Trójka Michała Chylińskiego, dwa „oczka” Szymona Kiwilszy i zrobiło się już 39:56. Dopiero Daniel Dawdo przełamał niemoc gospodarzy, trafiając trójkę z narożnika. Naszej odpowiedzi już w tej części nie było, a skrzydłowy HydroTrucka raz jeszcze odnalazł swoją klepkę w podobnym miejscu i po trzydziestu minutach prowadziliśmy 56:45. Mimo więc - w pewnym momencie - już siedemnastopunktowego prowadzenia, ponownie daliśmy rywalom uwierzyć, że losy tego starcia można jeszcze odwrócić.

Początek czwartej kwarty przyniósł celną trójkę Wiktora Siemianiuka, po chwili z kolei punkt z linii rzutów wolnych Kaheema Ransoma i zrobiło się 49:56. HydroTruck notował więc serię 10-0, której nie byliśmy w stanie przełamać. Naszą sytuację delikatnie uspokoił wsad Piotra Wińkowskiego, ale już trójka Martyce'a Kimbrougha i przechwyt Patryka Wilka, po którym zza łuku przymierzył z kolei Marcin Nowakowski, dały nam jeszcze większy komfort.

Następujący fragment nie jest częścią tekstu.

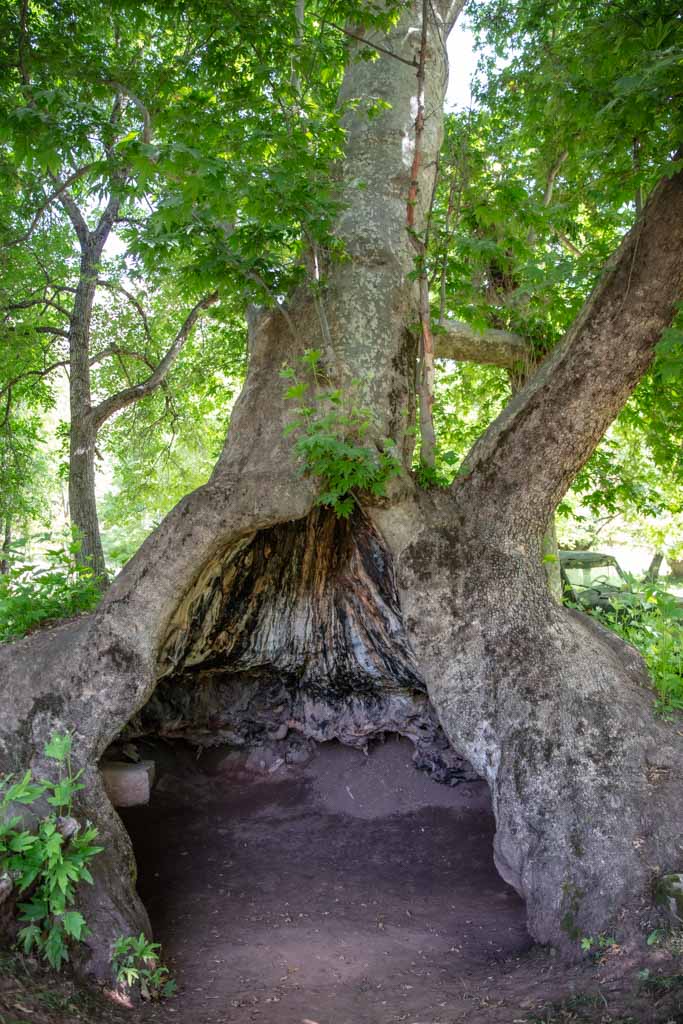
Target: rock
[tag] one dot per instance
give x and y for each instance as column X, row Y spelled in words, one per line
column 128, row 784
column 670, row 895
column 299, row 755
column 68, row 826
column 261, row 759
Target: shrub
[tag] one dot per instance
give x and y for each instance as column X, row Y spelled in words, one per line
column 653, row 625
column 47, row 865
column 135, row 962
column 31, row 594
column 330, row 433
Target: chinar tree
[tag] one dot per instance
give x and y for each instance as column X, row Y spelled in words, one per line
column 252, row 593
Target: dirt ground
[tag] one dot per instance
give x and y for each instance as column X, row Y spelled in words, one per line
column 351, row 890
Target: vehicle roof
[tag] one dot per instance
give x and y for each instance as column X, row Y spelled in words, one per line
column 587, row 557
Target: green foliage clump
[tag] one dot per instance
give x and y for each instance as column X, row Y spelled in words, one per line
column 31, row 594
column 135, row 962
column 47, row 865
column 330, row 443
column 653, row 626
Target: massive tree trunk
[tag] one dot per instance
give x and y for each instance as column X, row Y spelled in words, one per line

Prowadziliśmy już wtedy bowiem 64:50, a do końca pozostawało nieco ponad sześć minut gry. Ten czas nie przyniósł już zmiany obrazu gry. Nie pozwoliliśmy podopiecznym trenera Witki raz jeszcze wejść na wyższe obroty, choć swoje szanse gospodarze mieli, natomiast ich nie wykorzystywali. O ile bowiem jeszcze w rzutach za trzy wyglądało to dla HydroTrucka nie najgorzej (13/36), to jeśli trafia się w meczu zaledwie 5 z 29 prób za dwa punkty, to bardzo trudno jest myśleć o wygraniu meczu koszykówki.

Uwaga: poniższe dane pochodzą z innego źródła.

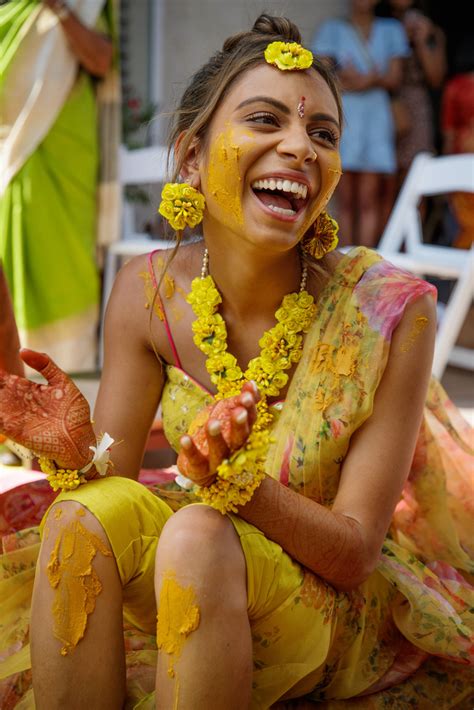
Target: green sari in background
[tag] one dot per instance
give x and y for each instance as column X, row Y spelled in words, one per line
column 49, row 209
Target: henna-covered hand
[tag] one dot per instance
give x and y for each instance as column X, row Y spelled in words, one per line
column 52, row 419
column 215, row 433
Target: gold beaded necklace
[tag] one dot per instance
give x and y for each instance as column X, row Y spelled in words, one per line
column 281, row 346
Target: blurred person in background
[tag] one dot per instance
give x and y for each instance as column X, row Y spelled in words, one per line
column 424, row 71
column 51, row 57
column 367, row 53
column 457, row 123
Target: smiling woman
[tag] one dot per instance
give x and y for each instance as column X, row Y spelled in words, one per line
column 313, row 540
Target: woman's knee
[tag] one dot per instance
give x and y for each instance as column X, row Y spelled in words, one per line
column 70, row 531
column 200, row 535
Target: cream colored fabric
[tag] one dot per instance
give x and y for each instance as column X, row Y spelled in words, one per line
column 37, row 85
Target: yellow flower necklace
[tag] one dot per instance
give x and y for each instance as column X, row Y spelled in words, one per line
column 281, row 346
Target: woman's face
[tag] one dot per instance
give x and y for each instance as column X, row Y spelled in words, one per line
column 267, row 171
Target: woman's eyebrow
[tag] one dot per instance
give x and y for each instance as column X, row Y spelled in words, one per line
column 266, row 100
column 284, row 108
column 324, row 117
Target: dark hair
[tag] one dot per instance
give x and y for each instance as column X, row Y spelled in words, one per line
column 211, row 83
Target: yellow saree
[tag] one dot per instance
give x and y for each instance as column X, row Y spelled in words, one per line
column 403, row 638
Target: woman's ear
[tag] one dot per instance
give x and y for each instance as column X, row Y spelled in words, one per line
column 191, row 163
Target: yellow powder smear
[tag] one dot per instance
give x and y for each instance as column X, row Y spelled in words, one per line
column 178, row 616
column 75, row 582
column 418, row 326
column 224, row 175
column 150, row 294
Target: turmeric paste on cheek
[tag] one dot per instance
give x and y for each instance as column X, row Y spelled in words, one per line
column 75, row 582
column 224, row 180
column 178, row 616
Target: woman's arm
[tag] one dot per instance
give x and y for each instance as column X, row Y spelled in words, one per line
column 132, row 378
column 93, row 50
column 343, row 545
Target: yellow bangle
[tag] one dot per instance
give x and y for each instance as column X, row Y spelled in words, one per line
column 66, row 479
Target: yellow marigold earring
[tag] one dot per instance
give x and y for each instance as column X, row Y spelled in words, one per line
column 182, row 205
column 324, row 237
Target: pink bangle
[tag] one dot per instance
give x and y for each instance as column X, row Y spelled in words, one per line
column 62, row 11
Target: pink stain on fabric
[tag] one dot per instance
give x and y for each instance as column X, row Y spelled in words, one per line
column 285, row 464
column 383, row 293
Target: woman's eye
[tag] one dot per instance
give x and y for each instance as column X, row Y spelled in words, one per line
column 263, row 118
column 326, row 135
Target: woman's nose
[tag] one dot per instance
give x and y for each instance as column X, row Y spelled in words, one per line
column 298, row 145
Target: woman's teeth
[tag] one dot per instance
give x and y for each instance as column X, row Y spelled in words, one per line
column 281, row 210
column 295, row 188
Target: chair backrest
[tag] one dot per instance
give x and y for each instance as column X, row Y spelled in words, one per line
column 428, row 175
column 144, row 165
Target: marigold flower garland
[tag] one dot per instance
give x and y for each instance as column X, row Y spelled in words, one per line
column 240, row 475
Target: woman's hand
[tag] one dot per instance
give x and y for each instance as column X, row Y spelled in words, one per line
column 52, row 419
column 215, row 433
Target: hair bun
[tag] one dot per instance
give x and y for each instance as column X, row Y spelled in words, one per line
column 277, row 26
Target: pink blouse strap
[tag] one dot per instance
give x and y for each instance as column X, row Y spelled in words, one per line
column 151, row 270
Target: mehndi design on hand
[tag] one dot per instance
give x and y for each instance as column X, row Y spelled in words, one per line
column 51, row 419
column 217, row 431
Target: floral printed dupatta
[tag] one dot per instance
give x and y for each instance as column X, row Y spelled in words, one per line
column 331, row 395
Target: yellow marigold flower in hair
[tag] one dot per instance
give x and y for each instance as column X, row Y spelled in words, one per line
column 181, row 205
column 288, row 56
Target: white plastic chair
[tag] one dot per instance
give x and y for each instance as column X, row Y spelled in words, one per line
column 428, row 176
column 136, row 167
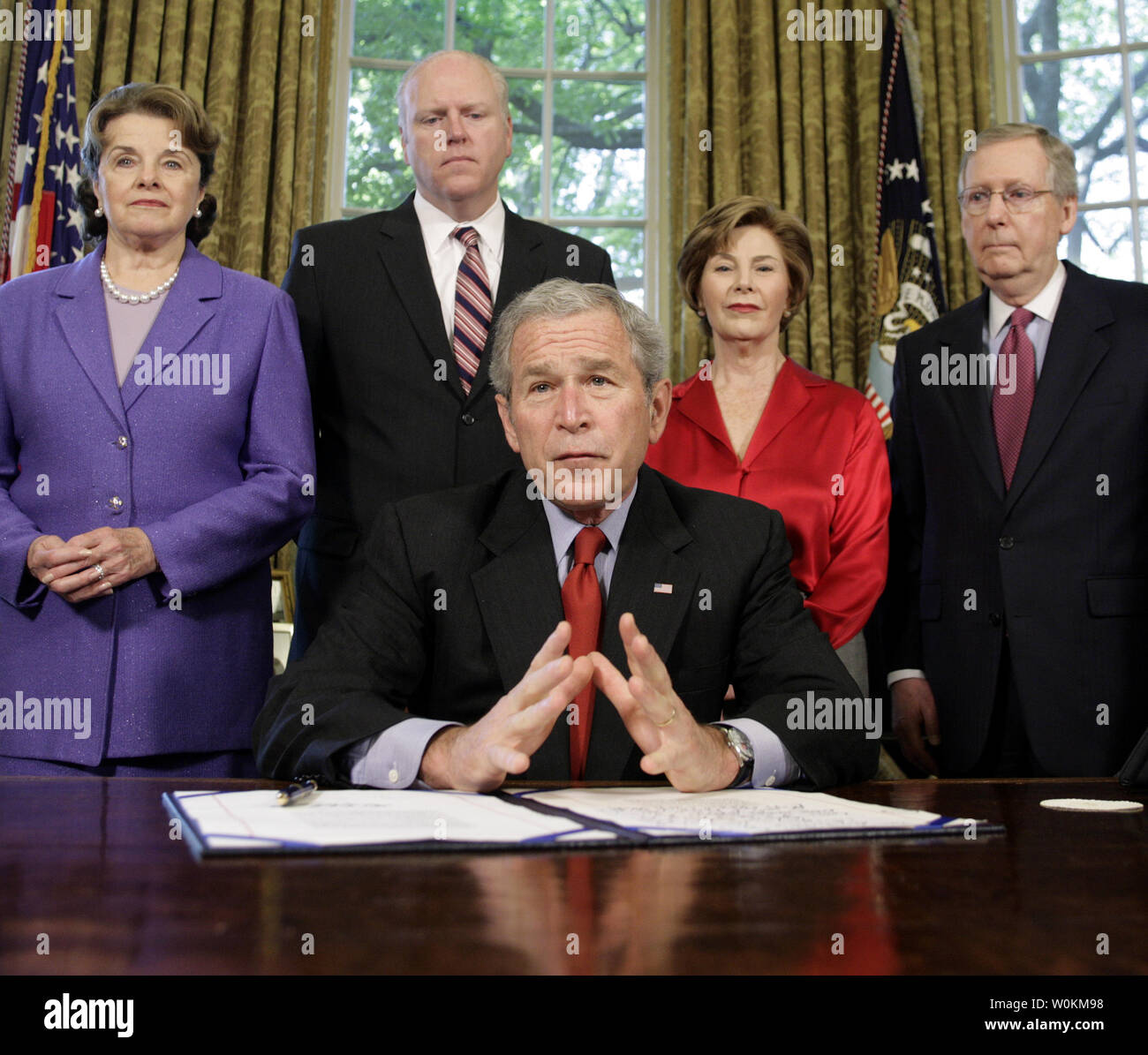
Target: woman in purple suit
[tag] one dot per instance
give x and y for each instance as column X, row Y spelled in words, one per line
column 155, row 449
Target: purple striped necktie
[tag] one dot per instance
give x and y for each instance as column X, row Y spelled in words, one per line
column 1011, row 409
column 473, row 308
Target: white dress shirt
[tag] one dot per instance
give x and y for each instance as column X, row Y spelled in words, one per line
column 444, row 252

My z kolei mieliśmy większe kłopoty w trafianiu z dystansu (w całym meczu tylko 6 na 26), ale pod innymi względami zagraliśmy najlepiej w sezonie - wywalczyliśmy aż 50 zbiórek, 24 asysty (wyrównanie wyniku z meczu z Decką) i mieliśmy tylko 7 strat. To właśnie sprawiło, że choć może nawet w ataku nie było to najskuteczniejsze spotkanie w naszym wykonaniu, to jednak inne elementy pozwoliły nam na w miarę spokojną wygraną.

HydroTruck Radom – Enea Abramczyk Astoria Bydgoszcz 64:74 (14:23, 21:20, 10:13, 19:18)

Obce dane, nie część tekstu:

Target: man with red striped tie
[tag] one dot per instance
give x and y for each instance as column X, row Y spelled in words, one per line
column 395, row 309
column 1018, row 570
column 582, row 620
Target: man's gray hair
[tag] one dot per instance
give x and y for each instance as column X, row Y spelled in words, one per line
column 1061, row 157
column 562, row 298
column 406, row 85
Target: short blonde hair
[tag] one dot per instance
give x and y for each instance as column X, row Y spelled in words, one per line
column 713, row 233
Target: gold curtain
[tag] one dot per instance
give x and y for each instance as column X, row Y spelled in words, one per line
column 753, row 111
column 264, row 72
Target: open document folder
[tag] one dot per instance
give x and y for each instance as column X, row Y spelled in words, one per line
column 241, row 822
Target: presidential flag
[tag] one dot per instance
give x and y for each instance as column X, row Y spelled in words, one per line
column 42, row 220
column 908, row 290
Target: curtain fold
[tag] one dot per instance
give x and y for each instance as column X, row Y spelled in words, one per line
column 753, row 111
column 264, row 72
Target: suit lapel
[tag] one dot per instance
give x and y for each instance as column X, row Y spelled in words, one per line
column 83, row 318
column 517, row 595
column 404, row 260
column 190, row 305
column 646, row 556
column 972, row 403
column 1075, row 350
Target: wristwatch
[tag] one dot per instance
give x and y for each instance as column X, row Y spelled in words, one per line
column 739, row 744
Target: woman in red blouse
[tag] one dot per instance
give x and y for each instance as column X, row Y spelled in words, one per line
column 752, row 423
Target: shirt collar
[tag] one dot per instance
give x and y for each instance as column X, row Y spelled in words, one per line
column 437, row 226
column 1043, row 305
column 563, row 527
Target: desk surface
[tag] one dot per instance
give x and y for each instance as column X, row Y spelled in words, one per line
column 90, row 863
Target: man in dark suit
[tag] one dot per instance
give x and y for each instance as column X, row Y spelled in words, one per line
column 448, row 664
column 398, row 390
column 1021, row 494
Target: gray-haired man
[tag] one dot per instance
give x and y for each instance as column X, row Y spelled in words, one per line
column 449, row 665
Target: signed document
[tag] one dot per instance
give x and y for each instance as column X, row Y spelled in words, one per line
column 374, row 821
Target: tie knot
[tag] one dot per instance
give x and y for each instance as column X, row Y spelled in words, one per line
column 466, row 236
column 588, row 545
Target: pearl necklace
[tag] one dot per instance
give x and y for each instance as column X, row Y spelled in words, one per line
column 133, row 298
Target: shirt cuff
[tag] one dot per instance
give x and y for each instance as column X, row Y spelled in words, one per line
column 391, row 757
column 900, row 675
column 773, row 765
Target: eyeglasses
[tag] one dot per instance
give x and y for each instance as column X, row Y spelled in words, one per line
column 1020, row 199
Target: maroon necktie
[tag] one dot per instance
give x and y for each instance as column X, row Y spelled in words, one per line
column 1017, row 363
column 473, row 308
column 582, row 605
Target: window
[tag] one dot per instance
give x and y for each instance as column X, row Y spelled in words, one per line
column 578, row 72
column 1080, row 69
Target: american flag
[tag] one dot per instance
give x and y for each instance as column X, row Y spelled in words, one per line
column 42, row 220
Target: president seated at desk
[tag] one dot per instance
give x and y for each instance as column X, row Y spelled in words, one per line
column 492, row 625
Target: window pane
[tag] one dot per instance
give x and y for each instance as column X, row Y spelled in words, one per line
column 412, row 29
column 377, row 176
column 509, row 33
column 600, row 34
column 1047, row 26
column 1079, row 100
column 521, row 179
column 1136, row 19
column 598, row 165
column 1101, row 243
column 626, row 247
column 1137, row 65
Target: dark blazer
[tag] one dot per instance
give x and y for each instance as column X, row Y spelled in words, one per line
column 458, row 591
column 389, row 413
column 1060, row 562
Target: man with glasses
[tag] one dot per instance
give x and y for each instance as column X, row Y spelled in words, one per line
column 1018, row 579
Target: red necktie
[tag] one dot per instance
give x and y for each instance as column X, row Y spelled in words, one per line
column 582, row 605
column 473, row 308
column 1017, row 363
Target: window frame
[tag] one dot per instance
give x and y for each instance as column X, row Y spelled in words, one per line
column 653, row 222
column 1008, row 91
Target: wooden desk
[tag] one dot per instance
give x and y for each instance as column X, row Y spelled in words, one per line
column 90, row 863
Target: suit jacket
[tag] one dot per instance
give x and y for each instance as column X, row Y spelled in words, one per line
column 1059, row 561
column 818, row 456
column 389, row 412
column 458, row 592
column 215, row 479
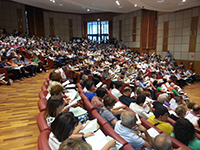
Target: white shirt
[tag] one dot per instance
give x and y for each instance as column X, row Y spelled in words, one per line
column 53, row 142
column 116, row 93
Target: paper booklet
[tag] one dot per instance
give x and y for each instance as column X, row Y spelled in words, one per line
column 90, row 127
column 99, row 140
column 152, row 132
column 78, row 111
column 71, row 93
column 193, row 119
column 65, row 83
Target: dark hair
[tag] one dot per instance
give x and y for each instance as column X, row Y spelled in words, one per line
column 88, row 84
column 63, row 125
column 117, row 85
column 3, row 58
column 140, row 99
column 184, row 131
column 56, row 77
column 101, row 92
column 160, row 111
column 109, row 101
column 52, row 104
column 126, row 90
column 56, row 90
column 71, row 144
column 178, row 99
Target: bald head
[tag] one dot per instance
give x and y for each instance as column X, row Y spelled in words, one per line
column 162, row 142
column 128, row 119
column 162, row 98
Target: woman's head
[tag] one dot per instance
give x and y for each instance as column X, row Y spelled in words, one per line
column 101, row 92
column 71, row 144
column 56, row 77
column 56, row 90
column 109, row 101
column 184, row 131
column 89, row 85
column 138, row 91
column 63, row 125
column 181, row 111
column 54, row 106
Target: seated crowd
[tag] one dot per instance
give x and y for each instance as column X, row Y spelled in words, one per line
column 145, row 84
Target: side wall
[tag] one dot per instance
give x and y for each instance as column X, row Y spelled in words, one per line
column 127, row 28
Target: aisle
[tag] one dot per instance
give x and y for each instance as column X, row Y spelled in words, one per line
column 18, row 108
column 193, row 92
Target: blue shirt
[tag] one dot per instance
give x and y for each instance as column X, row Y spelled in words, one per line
column 142, row 85
column 90, row 95
column 107, row 115
column 133, row 139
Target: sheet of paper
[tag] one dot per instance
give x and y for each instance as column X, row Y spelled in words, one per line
column 118, row 104
column 65, row 83
column 90, row 127
column 98, row 141
column 99, row 84
column 78, row 111
column 152, row 132
column 193, row 119
column 71, row 93
column 48, row 96
column 118, row 145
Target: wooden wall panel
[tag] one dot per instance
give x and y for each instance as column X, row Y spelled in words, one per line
column 120, row 30
column 70, row 29
column 51, row 26
column 20, row 20
column 165, row 36
column 134, row 29
column 193, row 34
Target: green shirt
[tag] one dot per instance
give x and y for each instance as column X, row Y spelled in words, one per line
column 194, row 144
column 36, row 59
column 175, row 92
column 158, row 89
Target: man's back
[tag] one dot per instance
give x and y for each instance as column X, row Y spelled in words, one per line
column 127, row 100
column 133, row 139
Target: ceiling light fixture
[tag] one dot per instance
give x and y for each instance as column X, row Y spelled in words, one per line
column 117, row 2
column 160, row 1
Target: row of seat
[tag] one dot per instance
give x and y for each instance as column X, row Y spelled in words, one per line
column 145, row 123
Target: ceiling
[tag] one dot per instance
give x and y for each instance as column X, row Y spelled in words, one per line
column 81, row 6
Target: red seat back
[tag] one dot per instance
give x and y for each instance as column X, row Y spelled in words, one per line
column 41, row 122
column 43, row 140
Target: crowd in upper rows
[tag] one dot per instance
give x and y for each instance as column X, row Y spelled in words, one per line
column 105, row 62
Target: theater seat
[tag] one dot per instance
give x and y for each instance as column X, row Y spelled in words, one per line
column 41, row 122
column 42, row 95
column 177, row 144
column 43, row 140
column 42, row 104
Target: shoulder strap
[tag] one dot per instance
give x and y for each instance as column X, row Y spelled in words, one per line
column 156, row 124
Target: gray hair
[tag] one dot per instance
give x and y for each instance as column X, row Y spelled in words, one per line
column 128, row 118
column 162, row 97
column 84, row 77
column 162, row 142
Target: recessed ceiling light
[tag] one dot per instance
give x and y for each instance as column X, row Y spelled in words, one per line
column 118, row 3
column 95, row 4
column 160, row 1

HydroTruck: Kaheem Ransom 17, Jakub Zalewski 14, Daniel Dawdo 11, Bartosz Ciechociński 3, Mikołaj Styczeń 0 - Wiktor Siemianiuk 9, Rafał Komenda 5 (10 zb.), Patryk Wydra 5, Nikodem Biliński 0.

Enea Abramczyk Astoria: Szymon Kiwilsza 19 (10 zb.), Karol Kamiński 11, Piotr Wińkowski 11, Martyce Kimbrough 5, Wojciech Dzierżak 4 - Jakub Andrzejewski 11, Michał Chyliński 6, Marcin Nowakowski 4, Patryk Wilk 3, Mateusz Czempiel 0.